Davam sete horas quando Teobaldo entrava em casa do Coruja.

O aspecto do corredor, o silêncio que aí reinava, entristeceram-no, pondo-lhe no coração um vago sentimento de remorso.

- Com um bocadinho de esforço, pensou a sua consciência, ter-se-ia restituído a esta pobre gente a primitiva felicidade!...

Foi Inez que veio recebê-lo, e, posto que surpresa com a visita, ela deixava transparecer no semblante as contrariedades de sua vida.

- Como está a senhora sua mãe? perguntou Teobaldo.

- Mal, Sr. conselheiro; há mais de um mês que ela não faz outra coisa senão gemer. Está cada vez pior. Agora tudo lhe dói: são as pernas, os braços, a caixa do peito, as costas, o pescoço e a cabeça! Coitada, chega a fazer dó!

- E o André? Como vai?

- Não sei, não senhor, mas também não anda bom! Ultimamente quase que não dá uma palavra a pessoa alguma; entra da rua e sai de casa, sem tugir nem mugir; às vezes mete-se no quarto às seis da tarde e só dá sinal de si no dia seguinte.

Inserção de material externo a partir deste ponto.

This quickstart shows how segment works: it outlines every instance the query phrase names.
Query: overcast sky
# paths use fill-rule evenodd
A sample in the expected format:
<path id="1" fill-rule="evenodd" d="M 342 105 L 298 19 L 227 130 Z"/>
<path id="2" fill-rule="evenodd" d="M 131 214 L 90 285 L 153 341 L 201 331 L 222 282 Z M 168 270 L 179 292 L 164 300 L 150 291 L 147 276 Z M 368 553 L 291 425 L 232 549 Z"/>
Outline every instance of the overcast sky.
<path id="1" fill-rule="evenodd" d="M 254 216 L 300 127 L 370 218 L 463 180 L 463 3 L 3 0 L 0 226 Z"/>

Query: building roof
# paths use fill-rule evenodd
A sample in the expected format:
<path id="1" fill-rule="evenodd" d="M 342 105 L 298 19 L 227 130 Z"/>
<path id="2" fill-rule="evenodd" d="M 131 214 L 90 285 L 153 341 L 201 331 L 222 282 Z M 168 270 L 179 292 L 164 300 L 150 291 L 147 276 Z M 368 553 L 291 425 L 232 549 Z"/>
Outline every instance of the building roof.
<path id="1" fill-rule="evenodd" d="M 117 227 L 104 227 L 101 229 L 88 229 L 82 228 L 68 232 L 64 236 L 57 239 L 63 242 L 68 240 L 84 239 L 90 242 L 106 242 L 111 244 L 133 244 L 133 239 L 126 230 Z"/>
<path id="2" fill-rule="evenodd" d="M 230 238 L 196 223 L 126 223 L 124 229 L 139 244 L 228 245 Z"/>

- E como vão os negócios dele? Sabe?

- Sei cá! Se ele não fala com pessoa alguma! Não dá uma palavra!

- Tem trabalhado muito?

- Trabalhado?

- Pergunto se tem escrito.

- É natural; pelo menos leva um tempo infinito metido no quarto.

- Ele está aí?

- Está, sim, senhor; faz favor de entrar.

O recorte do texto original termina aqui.